Leadership and Communal Work

Such was Rabbi Shmuel's conduct in all his communal work. He was not deterred by the rich capitalists or the sophisticated Intellectuals of the “Haskalah” movement, who wanted to secularize the Jewish religion, nor was he intimidated even by the highest Government officials. He voiced his views clearly, forcefully and with dignity on every occasion that it was necessary to do so in the interests of the Jewish people and his outstanding leadership was reflected by the respect shown for his pronouncements and interventions. During this time the adherents to Chabad increased in number and like the leaders of Chabad since the inception of the movement he ministered to their individual needs and enquiries, strengthening their devotion to Torah in the especially difficult times in which they lived. He was the author of many volumes of Chassidic literature.
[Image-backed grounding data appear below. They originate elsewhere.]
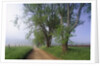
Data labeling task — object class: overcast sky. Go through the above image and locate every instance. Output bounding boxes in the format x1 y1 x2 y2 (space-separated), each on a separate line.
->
6 4 90 45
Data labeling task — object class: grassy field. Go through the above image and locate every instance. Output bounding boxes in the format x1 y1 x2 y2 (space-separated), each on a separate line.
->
41 46 90 60
5 46 32 59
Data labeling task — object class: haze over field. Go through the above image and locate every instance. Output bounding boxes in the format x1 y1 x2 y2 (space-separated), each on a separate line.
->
6 4 90 46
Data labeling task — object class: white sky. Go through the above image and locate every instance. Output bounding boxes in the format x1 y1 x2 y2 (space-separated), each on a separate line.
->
6 4 23 39
6 4 33 45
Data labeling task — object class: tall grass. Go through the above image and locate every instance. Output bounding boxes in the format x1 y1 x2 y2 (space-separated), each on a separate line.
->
5 46 32 59
41 46 90 60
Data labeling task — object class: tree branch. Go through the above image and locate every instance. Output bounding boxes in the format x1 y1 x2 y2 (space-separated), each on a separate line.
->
40 24 48 39
24 4 35 14
67 4 70 25
70 4 85 32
Rabbi Shmuel’s short but vital and purposeful period as leader of Chabad also heralded the next phase of its work, which is characterized by the campaign to spread the knowledge and study of Torah and the spirit of tradition and G‑dliness among the Jews of the world.

This world-wide activity was spurred by the growing mass emigration of Russian Jews. While concentrating on Russia, including its outlying provinces of Georgia, Uzbekistan and Caucasia, Chabad activities spread to the land of Israel, Poland and the Baltic countries and, more recently, to the United States, Canada, Western Europe, Australia, North Africa, South America, Africa and elsewhere.

It is noteworthy that these activities have been carried out with equal zeal and determination whether the Jews concerned have been of Oriental, Sephardic or Ashkenazi origin, once again emphasizing the all-embracing character of the Chabad movement as one belonging to the whole People of Israel.